Mandala des jours de Dominique Sorrente.

La poésie, pour Dominique Sorrente, entendons par là cette activité de parole qui engage toute une vie et où une vie vraiment se joue, est l’épreuve heureuse et terrible à la fois de l’insolite et de l’étrangeté qui nous attendent toujours, quoi qu’en ait l’esprit de sérieux, dès que nous acceptons le risque d’abandonner l’obsession du « calcul » et l’ensemble des comportements appris et réglés…
Une fois libéré de ces entraves, et c’est alors parier pour la légèreté, « on a pour tâche singulière de s’accorder au rythme qui s’invente. »

Lève-toi, la beauté fauve est encore à venir,
tes pas bientôt s’allègeront
des vieilles épaules du monde,
aide-moi à exister
(...)

J’ai toujours aimé cette légèreté, chez Sorrente, cette sorte de grâce qui traverse ses plus beaux poèmes, et qui s’exprime dans la rencontre inattendue, dans l’entrecroisement, d’images non pas violentes, comme parfois chez les surréalistes, mais aériennes et comme délestées du besogneux, de la marque ostensible du travail et de la recherche (par exemple : « Un printemps commandeur s’excite dans les yeux des chevaux » ; ou encore : « La pluie a la mémoire trouée »…), coïncidence parfaite en cela entre la vie vécue et la parole qui la fait être…
Quelque chose d’assez nietzschéen, si l’on veut, dans l’intempestivité de telles rencontres.
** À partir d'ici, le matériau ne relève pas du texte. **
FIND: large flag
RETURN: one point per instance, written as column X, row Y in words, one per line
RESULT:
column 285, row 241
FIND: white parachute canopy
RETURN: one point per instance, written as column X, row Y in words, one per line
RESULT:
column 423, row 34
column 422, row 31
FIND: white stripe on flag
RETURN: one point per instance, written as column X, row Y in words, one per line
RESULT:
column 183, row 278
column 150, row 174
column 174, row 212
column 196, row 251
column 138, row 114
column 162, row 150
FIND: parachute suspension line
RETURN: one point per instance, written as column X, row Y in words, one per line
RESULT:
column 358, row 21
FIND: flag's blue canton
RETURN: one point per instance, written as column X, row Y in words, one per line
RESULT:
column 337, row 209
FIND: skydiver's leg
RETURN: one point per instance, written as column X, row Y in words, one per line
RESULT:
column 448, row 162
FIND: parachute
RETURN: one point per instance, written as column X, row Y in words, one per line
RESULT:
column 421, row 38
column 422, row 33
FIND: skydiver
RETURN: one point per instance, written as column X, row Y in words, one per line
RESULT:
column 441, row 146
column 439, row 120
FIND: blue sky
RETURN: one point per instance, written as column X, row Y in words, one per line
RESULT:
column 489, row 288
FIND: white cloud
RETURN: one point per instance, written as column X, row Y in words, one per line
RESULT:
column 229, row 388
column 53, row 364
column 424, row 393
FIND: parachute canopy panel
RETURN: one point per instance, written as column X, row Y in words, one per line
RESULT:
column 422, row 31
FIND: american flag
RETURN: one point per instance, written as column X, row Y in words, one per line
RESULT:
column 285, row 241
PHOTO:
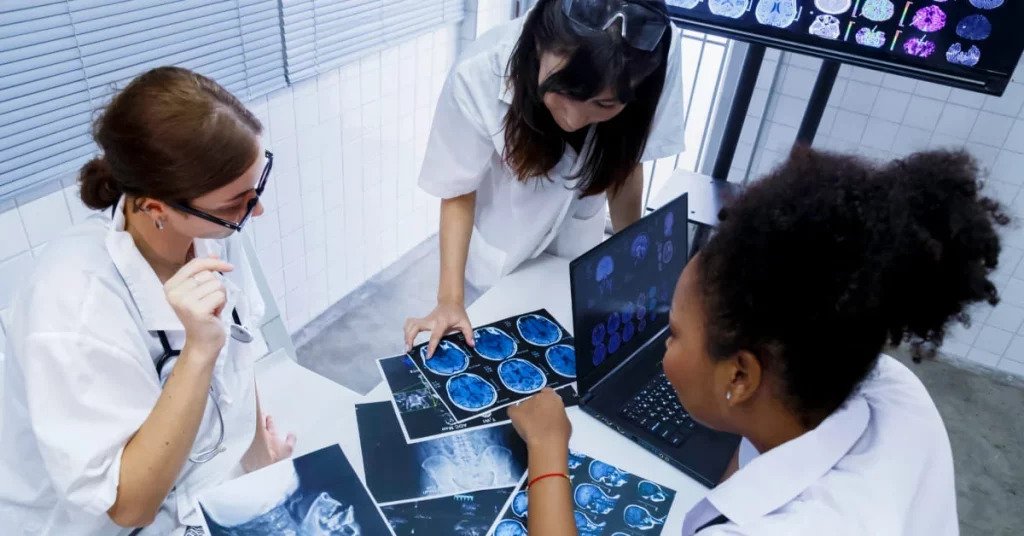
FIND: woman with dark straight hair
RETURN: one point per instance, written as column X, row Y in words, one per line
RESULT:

Et cela provient aussi du fait que le premier surpris c’est le travailleur lui-même, qui « donne des mots en pâture au maître intérieur qui les broie peut-être ou les ingurgite ». Et « quand on les récupère, ils ont un drôle d’air d’introuvables. »

Vers où, vers quoi, vers qui va-t-on dans ce procès qui jamais ne se clôt, sinon vers sa propre énigme, toujours inactuelle, toujours remise, dans l’étrangeté seconde que produit le poème …

Aujourd’hui est plus cuivré
que de coutume,
sans doute à cause d’une voix
qui s’est offerte à notre insu.

Et nous découvrirons,
un autre jour,
que cette voix était déjà la nôtre.

Peut-être, oui, est-ce cela, accepter de vivre en poésie, soit admettre qu’on sera sans cesse dépassé ou subverti par le réel et par la langue qui lui tourne autour, comme l’annonce, en sanskrit, le cercle du "Mandala" qui donne, par lointaine coïncidence, ou par humour sage, son titre au livre ; accepter de voir sa propre image et les mots qui voulaient la saisir retournés et renvoyés à je ne sais quel abîme, au risque, à nouveau, de se perdre, d’être cet homme « à l’envers, observant la gueule archaïque qui glisse sans repli vers [sa ] gorge ».

C’est que la légèreté doit aussi se gagner sur la lourdeur et sur la pesanteur de l’Histoire dont ce livre n’ignore ni les cris ni les horreurs. Le seul ordre qui puisse vous tenir est celui de l’amour dont le visage de calme et de mesure éclaire plusieurs poèmes.
Mais c’est bien l’expérience de l’énigme, il me semble, qui est au centre du livre, une énigme acceptée comme la donne incontournable de notre vie…

Et voilà le travail qui n’en est pas.
Quelques signes de vie au pas des portes, une alchimie à boire, ce qu’on va dire, ce qu’on ne dira pas, et toujours ces mots qui nous appellent pour de nouveaux irréductibles usages.

Ainsi brûlent nos caractères tantôt fantasques tantôt fervents, outils-aimants à la fenêtre des interférences.